Looking beyond Ukraine, China

Sunday May 29 2022
High food prices

Parents are finding it harder to afford basic foodstuff as prices increase. Picture: Cyril Ndegeya

By Ange Iliza

Traders affiliated with the Private Sector Federation (PSF) are seeking alternative markets to curb further increase in prices of essential commodities such as cooking oil and sugar.

Head of the PSF commercial chamber, Dr Joseph Akamuntu, told Rwanda Today that traders are looking to shift sugar imports from Zimbabwe where over 90 percent of sugar consumed in Rwanda was imported, to a new market in Brazil. They plan to do the same on cooking oil and wheat that used to be imported from Indonesia and Ukraine
to Egypt, Malaysia, and the Caribbean.

Dr Akamuntu says having alternatives might not necessarily drop prices but would prevent a further increase. Minimum wage The National Institute of Statistics of Rwanda reported in May that consumer prices increased 15 percent in April.

The trend has been upward since late last year making living costs in Kigali worse given that incomes do not correspond to the increase. Rwanda still applies the minimum wage from 1974 of Rwf100.

As of May 16, a liter of cooking oil cost Rwf5,200 at Kimironko market from less than Rwf2,000 last year this time. A kilo of sugar is Rwf2,200 from Rwf1,500. A kilo of wheat flour increased from Rwf1,500 last year to Rwf2,200 now.

The increases led to an automatic increase in other goods that are derived from them such as soap, bread, and beverages. Dr Akamuntu says PSF, in partnership with stakeholders, has secured markets in Brazil. Malaysia, Zambia, Congo Brazzaville and is in talks with some Caribbean countries and Egypt.

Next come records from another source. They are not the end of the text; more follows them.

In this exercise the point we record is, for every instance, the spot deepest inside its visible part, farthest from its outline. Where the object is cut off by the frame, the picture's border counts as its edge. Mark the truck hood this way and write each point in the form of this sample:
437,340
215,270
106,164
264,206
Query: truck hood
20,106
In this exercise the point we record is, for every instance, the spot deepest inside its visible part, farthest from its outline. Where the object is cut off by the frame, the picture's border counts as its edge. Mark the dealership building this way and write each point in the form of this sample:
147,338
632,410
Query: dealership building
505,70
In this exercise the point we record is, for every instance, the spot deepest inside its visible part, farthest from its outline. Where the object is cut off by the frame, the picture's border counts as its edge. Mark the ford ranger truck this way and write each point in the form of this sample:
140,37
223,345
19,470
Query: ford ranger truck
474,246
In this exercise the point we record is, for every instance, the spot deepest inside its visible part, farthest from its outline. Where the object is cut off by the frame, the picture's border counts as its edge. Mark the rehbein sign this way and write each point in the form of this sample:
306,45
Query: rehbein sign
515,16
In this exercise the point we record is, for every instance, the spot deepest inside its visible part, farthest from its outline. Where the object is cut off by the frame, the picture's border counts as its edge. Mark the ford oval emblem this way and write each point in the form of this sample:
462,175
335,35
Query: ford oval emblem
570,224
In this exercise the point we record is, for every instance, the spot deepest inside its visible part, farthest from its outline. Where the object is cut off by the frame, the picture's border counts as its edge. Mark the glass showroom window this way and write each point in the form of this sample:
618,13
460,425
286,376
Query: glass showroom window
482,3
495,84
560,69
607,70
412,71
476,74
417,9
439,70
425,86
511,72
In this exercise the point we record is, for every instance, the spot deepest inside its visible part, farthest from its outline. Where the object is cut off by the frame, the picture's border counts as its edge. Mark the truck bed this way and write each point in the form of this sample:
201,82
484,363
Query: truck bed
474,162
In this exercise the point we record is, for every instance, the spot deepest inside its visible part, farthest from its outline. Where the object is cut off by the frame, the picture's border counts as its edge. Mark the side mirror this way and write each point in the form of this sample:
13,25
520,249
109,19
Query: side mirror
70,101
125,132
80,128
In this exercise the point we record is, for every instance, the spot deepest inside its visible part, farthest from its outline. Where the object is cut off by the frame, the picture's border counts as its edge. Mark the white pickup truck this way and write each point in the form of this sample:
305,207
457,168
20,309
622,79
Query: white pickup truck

In the week of May 16, delegates from PSF and the Ministry of Trade and Industry visited Egypt as Rwanda’s new sugar source.

Rwanda is heavily dependent on sugar and oil imports. Annual output at Kabuye Sugar Works, Rwanda’s sole sugar miller remains in the 12,000–20,000 tonne range, well below the national demand of 150,000 tonnes in 2020.

The Executive Secretary of Rwanda Consumer’s Rights Protection Organization, Damien Ndizeye has expressed concerns that the public cannot rely on the private sector to solve the issue of rising prices.

“Traders will always go for high profits. Some take advantage of the situation and increase prices. It should be an offence. We raised the issue to the Ministry of Trade to sanction them and hold the accountable,” he said.